Décoller le chevalet, fabriquer le nouveau après s’être assuré que l’ancien était bien celui d’origine et pouvait servir de référence à copier, faire suivre au nouveau le cintre de la table afin de ne pas la contraindre, lui donner une patine et une usure proche de l’ancien, ça c’est un travail pointu mais courant et plaisant.

deformation-usure-chevalet-ebene-pyramide
Le chevalet, plusieurs fois réparé ne supporte plus ni le sillet, ni les chevilles

chevalet-ebene-pyramide-martin-restauration
L’ancien chevalet décollé et le bloc d’ébène dans lequel sera reproduit le chevalet

chevalet-pyramide-martin-restauration-professionnel

<
Sculpture du chevalet, remarquez le système de fixation par aspiration (tube rouge) qui permet de travailler sur un chevalet complètement dégagé sans avoir à le serrer.

Puis vint: Le decollage du manche à la vapeur, travail du talon et ajustage du renversement, de l’alignement, (aucune marge de manoeuvre possible je ne veux pas refaire les trous des chevilles sur la table, il faut donc aligner le manche par rapport à ces axes pré-définis), fabrication d’une sous-touche pour que celle ci ne plonge pas depuis la 12ème case vers la rosace, quelques retouches de vernis, recollage du manche, planification de la touche et enfin refrettage! Et là, merci le travail:

neck-reset-vapeur-martin-0021
Décollage du manche à l’aide de vapeur sous pression

Commande de frettes en barres aux USA, profil historique, découpe des frettes une à une au plus proche des bords de la touche, dégotter une scie de la bonne taille, insertion de ces espèces de poutres, et arrasement de tout ce qui dépasse c’est-à-dire 3 bons millimètres à se taper à la lime. Ensuite, il faut arrondir une à une chaque frette a l’aide d’une lime particulière et finir par les 5 polissages successifs habituels!

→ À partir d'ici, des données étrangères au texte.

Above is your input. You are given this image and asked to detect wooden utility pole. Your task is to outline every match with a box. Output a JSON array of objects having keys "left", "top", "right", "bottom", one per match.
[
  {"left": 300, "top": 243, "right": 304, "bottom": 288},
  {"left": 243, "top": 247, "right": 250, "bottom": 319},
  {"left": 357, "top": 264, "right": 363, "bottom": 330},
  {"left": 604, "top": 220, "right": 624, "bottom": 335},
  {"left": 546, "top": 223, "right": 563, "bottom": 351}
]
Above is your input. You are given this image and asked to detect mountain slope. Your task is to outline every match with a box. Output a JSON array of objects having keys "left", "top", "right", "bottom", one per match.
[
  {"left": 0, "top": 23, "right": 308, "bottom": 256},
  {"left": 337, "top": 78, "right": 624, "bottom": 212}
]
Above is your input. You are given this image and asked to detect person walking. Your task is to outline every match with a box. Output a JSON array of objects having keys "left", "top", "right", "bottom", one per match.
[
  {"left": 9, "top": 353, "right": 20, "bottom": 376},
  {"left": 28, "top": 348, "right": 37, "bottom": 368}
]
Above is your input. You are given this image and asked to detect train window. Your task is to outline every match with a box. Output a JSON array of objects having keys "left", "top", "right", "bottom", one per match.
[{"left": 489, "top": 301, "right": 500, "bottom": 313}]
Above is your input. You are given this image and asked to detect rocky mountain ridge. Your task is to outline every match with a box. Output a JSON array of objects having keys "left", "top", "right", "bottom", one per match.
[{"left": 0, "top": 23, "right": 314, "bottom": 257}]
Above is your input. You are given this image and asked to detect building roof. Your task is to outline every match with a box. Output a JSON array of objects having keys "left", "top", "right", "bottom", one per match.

bar-fretwire-vintage-fretting-martin
Frettes à l’ancienne, prions pour que la mode du vintage n’incite pas les clients à nous demander ce genre de frettes sur leurs guitares !

diamond-inlay-martin-bar-fretwire
les frettes brutes de pose

polissage-frettes-barre-vintage-style-
Les frettes posées, profilées et polies

Recollage du chevalet, fabrication du sillet de tête, pose des cordes, ajustage des hauteurs et dernier appel au client pour lui dire que cette fois ci c’est bien fini!

On a retrouvé une hauteur raisonnable (2,25mm à la 12 au lieu des 3,25 du départ), un chevalet intègre, à la bonne hauteur ainsi que son sillet dépassant de 2mm ni plus ni moins, une justesse parfaite, des frettes solides et bien alignées, le son tel que s’en souvenait Patrick qui possède cette guitare depuis les années 70… Et un sentiment de mission accomplie pour moi. Ouf!